Anlık hatıranın bıraktığı iz, zamanla nasıl bir yaraya dönüşür? Belki de en derin yaralar, en kısa anlarda açılır. Vedaların ilk adımıyla, duygunun sıcaklığı giderek soğuyan bir yaz akşamına dönüşür. Belki de hayat, bize böyle sahneler sunarak kendi geçiciliğimizi hatırlatıyor. Rüzgâr esiyor, suyun yüzünü buruşturuyor, ateşin dumanını dağıtıyor. Seninle “öteki”nin arasındaki mesafe ölçülüyor. Bazen bitmemiş diyalogların simgesi. Bazen ise rüzgârın sesi geçmişle bugün arasında gidip gelen mektup taşıyıcısı postacı gibi. Peki ya dalgalar? Onlar da “belki bir gün” diye fısıldıyor.

Çünkü özlem, en çok bir anın içine sıkışmış sonsuzlukla beslenir. Tam da bu noktada eksik olanın yerini doldurmaya çalışan melankolidir özlemek. Her seferinde biraz daha soluklaşsa da o anıyı yeniden yaşamaktır. Çünkü o, ait olma arzusundan daha çok, anılara tutunma çabasıdır.

Özlemek, bazen bir ıslık gibi sokak aralarına siner. Rüzgâr eser, bildik, tanıdık bir koku çarpar yüzünüze. Kısa süren, saniyelik dalgınlık… Sonra içinizi yoklayan sızı. İşte orada, anıların mahzeni. Tozlu, küflü, zamanın eğip büktüğü anılar. Ama hâlâ ayakta, hâlâ dipdiri. İnsan, unutmaz. Sadece unuttuğuna inanır.

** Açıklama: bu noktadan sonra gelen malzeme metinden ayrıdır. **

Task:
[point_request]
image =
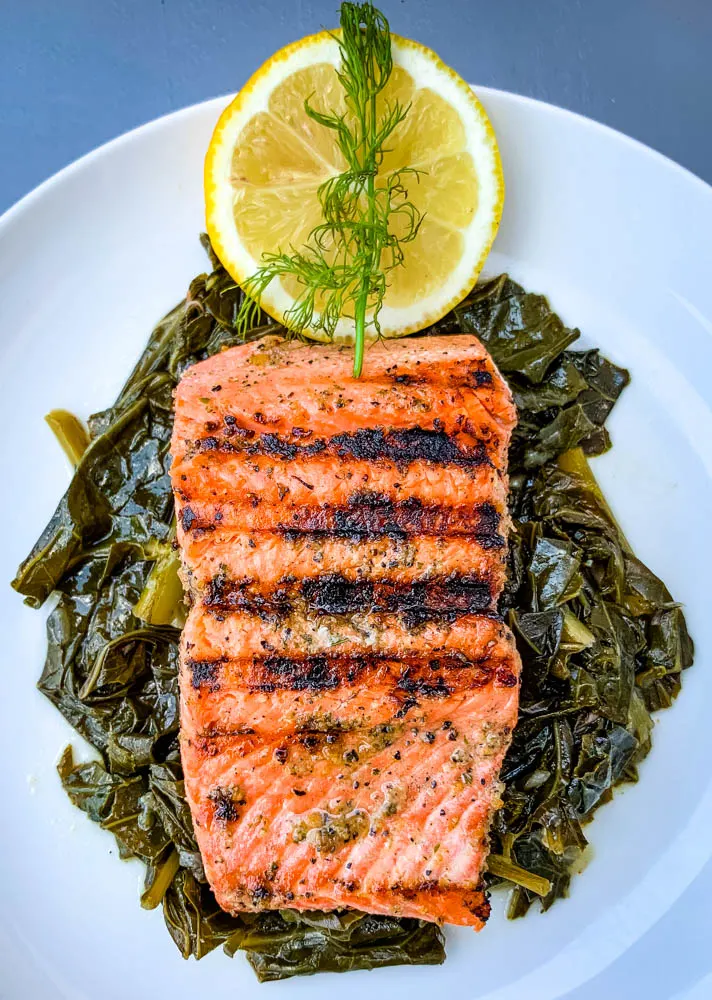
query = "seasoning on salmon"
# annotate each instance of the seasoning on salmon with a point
(348, 692)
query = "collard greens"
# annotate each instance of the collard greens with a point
(602, 641)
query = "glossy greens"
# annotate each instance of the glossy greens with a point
(603, 643)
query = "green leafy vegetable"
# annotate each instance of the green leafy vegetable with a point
(602, 641)
(70, 432)
(342, 270)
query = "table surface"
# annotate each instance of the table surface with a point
(76, 73)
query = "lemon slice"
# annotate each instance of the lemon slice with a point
(267, 158)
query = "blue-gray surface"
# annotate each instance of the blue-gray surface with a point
(75, 73)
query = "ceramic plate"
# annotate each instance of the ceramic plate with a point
(618, 238)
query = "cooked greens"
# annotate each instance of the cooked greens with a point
(602, 641)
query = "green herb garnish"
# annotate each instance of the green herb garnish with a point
(342, 270)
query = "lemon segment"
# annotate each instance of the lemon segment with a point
(267, 159)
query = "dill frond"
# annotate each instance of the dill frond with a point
(342, 269)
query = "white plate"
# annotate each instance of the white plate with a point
(618, 238)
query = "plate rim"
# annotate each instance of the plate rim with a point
(124, 138)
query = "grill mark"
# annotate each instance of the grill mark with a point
(332, 593)
(412, 444)
(205, 673)
(411, 677)
(374, 515)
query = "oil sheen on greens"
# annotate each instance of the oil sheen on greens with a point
(602, 641)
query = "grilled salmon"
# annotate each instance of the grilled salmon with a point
(348, 691)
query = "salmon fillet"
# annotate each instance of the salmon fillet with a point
(348, 692)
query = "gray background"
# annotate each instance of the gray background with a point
(75, 73)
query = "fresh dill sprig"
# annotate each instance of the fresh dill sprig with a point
(342, 269)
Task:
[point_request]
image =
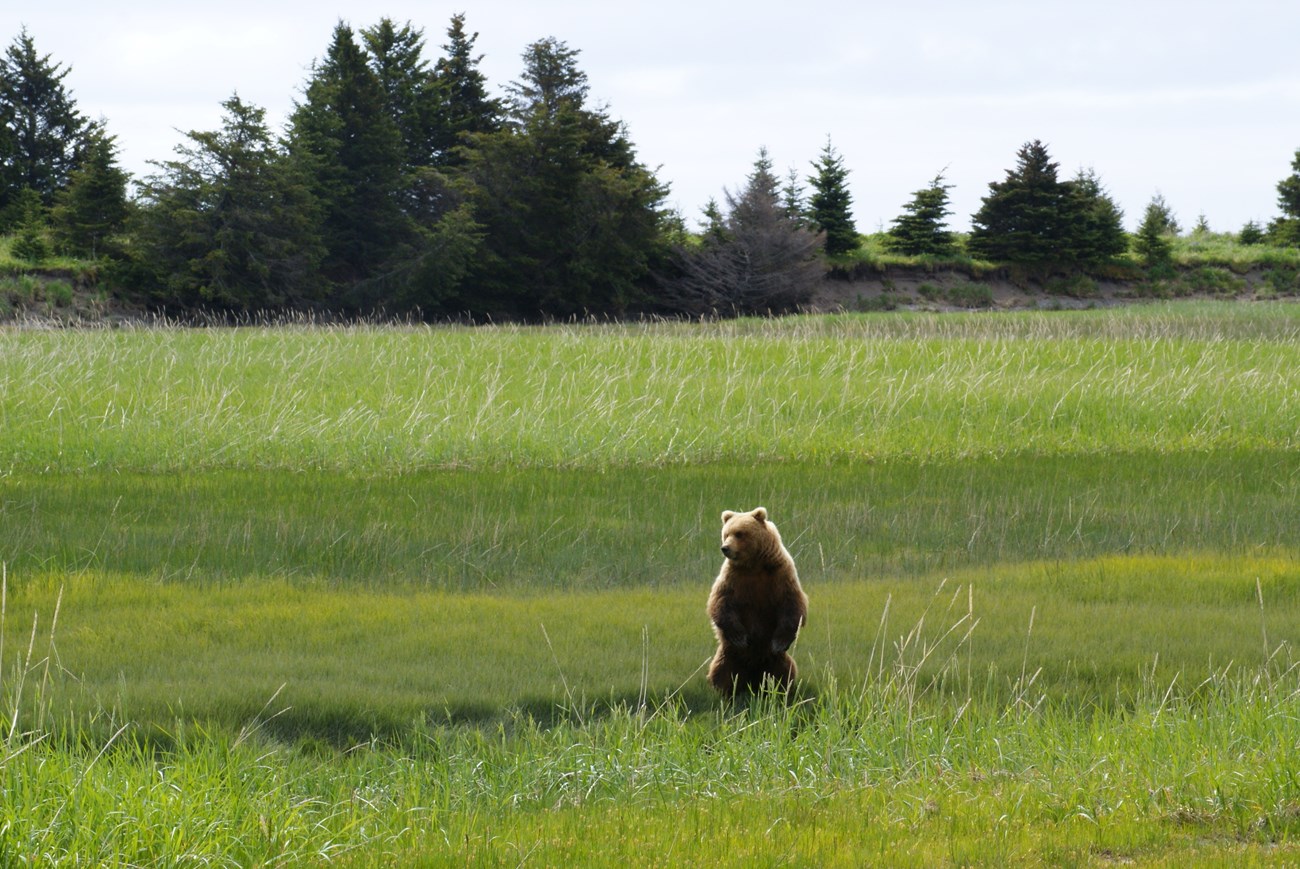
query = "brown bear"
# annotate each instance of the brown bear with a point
(757, 606)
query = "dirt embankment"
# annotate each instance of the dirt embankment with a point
(921, 289)
(57, 299)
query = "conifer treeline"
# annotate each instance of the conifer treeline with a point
(402, 185)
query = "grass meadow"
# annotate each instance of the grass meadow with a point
(429, 596)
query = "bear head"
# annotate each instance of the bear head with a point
(749, 536)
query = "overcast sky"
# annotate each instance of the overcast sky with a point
(1197, 100)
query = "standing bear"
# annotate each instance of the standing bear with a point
(757, 606)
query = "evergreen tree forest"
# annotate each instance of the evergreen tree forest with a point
(402, 185)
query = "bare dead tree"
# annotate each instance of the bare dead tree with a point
(754, 260)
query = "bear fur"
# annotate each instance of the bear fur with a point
(757, 606)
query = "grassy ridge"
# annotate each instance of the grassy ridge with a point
(399, 400)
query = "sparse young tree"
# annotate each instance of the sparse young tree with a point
(1251, 234)
(1286, 229)
(30, 243)
(1095, 230)
(755, 259)
(793, 199)
(1152, 240)
(831, 204)
(922, 230)
(1162, 216)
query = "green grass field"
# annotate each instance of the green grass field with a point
(378, 596)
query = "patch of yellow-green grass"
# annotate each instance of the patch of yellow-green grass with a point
(345, 665)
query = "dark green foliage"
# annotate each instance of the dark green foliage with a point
(1019, 220)
(346, 142)
(397, 59)
(92, 208)
(1095, 224)
(463, 104)
(830, 207)
(43, 132)
(230, 224)
(1286, 229)
(1152, 241)
(30, 242)
(571, 221)
(922, 229)
(1035, 219)
(754, 260)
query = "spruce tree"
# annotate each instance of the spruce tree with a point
(1152, 240)
(229, 224)
(343, 139)
(830, 206)
(922, 229)
(571, 220)
(92, 208)
(1021, 219)
(1286, 229)
(463, 106)
(29, 243)
(1093, 223)
(44, 130)
(397, 57)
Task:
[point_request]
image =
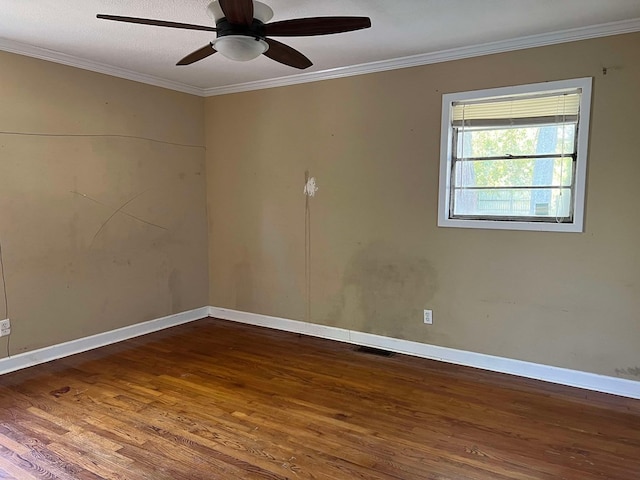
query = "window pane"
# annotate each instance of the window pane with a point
(499, 142)
(548, 203)
(517, 172)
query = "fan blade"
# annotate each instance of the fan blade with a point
(303, 27)
(158, 23)
(239, 12)
(199, 54)
(285, 54)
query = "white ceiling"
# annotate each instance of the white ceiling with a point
(67, 31)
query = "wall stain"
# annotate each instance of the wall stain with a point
(628, 372)
(384, 291)
(243, 284)
(175, 284)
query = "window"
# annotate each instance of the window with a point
(515, 158)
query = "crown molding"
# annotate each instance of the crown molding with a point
(69, 60)
(531, 41)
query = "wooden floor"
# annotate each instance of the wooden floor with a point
(216, 400)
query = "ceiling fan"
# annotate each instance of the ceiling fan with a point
(242, 31)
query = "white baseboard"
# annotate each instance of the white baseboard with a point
(562, 376)
(42, 355)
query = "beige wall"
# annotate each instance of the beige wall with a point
(378, 258)
(98, 231)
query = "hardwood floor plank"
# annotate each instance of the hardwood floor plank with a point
(213, 399)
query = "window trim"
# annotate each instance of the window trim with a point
(582, 144)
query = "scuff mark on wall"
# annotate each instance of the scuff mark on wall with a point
(628, 372)
(175, 285)
(120, 210)
(384, 291)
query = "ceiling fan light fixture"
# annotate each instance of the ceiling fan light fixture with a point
(240, 47)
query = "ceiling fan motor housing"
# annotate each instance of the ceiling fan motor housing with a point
(241, 42)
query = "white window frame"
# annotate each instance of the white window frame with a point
(582, 143)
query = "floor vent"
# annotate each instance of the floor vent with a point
(374, 351)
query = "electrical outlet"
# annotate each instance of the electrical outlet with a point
(5, 327)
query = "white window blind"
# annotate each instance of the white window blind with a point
(528, 109)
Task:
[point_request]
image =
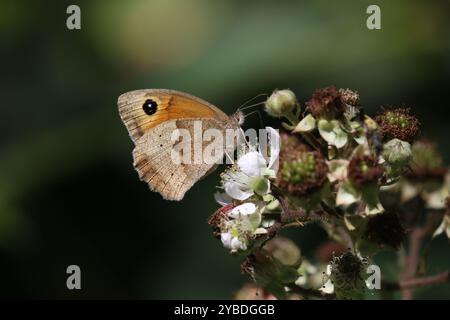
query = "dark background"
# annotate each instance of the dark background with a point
(68, 191)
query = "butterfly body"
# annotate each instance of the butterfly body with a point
(151, 116)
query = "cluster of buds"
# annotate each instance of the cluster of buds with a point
(335, 163)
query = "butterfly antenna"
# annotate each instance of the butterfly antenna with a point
(259, 116)
(252, 99)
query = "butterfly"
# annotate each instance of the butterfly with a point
(151, 116)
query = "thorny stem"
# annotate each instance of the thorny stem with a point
(412, 259)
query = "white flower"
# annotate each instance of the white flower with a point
(252, 171)
(307, 124)
(244, 223)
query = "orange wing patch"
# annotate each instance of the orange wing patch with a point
(169, 105)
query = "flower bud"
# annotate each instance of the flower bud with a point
(363, 170)
(281, 103)
(427, 163)
(397, 152)
(398, 123)
(260, 185)
(350, 97)
(302, 172)
(348, 276)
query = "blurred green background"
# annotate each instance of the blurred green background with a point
(68, 191)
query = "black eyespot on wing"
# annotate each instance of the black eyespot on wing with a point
(150, 107)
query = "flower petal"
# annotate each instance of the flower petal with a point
(346, 195)
(235, 192)
(222, 198)
(251, 163)
(341, 138)
(307, 124)
(275, 145)
(245, 209)
(326, 131)
(225, 237)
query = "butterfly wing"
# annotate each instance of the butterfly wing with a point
(152, 135)
(155, 165)
(170, 104)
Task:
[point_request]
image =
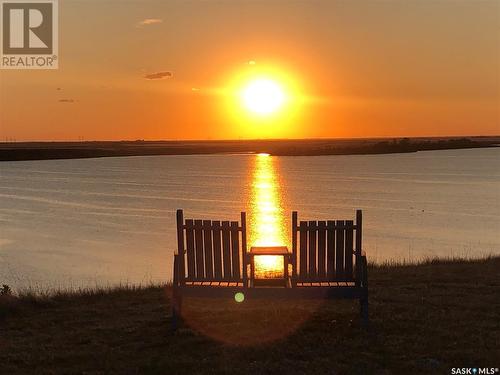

Silinmeyen bir iz, bitmeyen bir şiirdir hatıraların rüzgarındaki özlemler…

Bir Hatıranın Rüzgârı

Yorumlar kapalı.

Giriş Yap

Açıksöz Gazetesi ayrıcalıklarından yararlanmak için hemen giriş yapın veya hesap oluşturun, üstelik tamamen ücretsiz!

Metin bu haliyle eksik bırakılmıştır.